I’ve just been reading this article by Neil Gaimon. The first half, about supporting kids reading choices, whatever they are, is great, and I completely agree with it. But for me, it’s about half way down the article that it starts to get really interesting, with this quote.

 “I was in China in 2007, at the first party-approved science fiction and fantasy convention in Chinese history. And at one point I took a top official aside and asked him Why? SF had been disapproved of for a long time. What had changed?

It’s simple, he told me. The Chinese were brilliant at making things if other people brought them the plans. But they did not innovate and they did not invent. They did not imagine. So they sent a delegation to the US, to Apple, to Microsoft, to Google, and they asked the people there who were inventing the future about themselves. And they found that all of them had read science fiction when they were boys or girls.”

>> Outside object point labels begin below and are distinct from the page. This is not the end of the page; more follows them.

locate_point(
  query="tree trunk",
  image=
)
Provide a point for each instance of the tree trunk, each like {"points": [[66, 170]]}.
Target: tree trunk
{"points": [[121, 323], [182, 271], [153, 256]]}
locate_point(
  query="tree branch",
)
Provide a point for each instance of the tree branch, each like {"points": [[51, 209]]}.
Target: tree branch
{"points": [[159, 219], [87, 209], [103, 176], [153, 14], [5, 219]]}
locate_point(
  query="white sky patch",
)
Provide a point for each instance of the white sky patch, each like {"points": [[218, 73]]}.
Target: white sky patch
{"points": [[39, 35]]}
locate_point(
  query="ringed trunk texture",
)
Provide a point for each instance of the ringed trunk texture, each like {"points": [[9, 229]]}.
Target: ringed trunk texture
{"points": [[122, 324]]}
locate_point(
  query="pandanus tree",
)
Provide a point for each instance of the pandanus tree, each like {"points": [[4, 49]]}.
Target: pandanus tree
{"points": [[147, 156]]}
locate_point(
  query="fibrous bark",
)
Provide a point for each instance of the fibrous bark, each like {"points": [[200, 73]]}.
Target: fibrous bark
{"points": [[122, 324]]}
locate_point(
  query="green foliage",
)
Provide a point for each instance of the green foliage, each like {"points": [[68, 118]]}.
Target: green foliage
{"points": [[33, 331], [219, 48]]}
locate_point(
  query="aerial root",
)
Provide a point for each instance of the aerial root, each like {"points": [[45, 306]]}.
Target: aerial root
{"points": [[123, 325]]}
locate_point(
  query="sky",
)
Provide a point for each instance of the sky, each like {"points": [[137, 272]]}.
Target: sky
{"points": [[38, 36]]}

This is the value I see in books. Books help us imagine. They help us see problems and solutions that aren’t our own. They help us consider other points of view. They let us inside the heads of people who are both similar and different to us. Mostly, they make us think.

This is the hope I have for my books, and why I write. They may not be literary masterpieces. They’re more about realistic people in realistic situations. I hope my books make people think, even a little. My sci-fi books aren’t so much about technological inventions, or exciting space battles, but about the social aspects of technology and society.

With how rapidly technology is changing out lives, we all have a lot to adjust to. Parents are struggling with kids who know more about technology than they do. (Even I do, and I consider myself pretty technologically competent.) Society is facing many questions. It’s no longer about what we can do, but about what we should do.

I don’t pretend to have any answers. I’m not sure anyone does. But I hope that if we raise our kids to think, to really think, then they’ll be that much closer to figuring them out.

If I make one person think, with my writing, then I consider that a success.

What book have you read lately that made you think?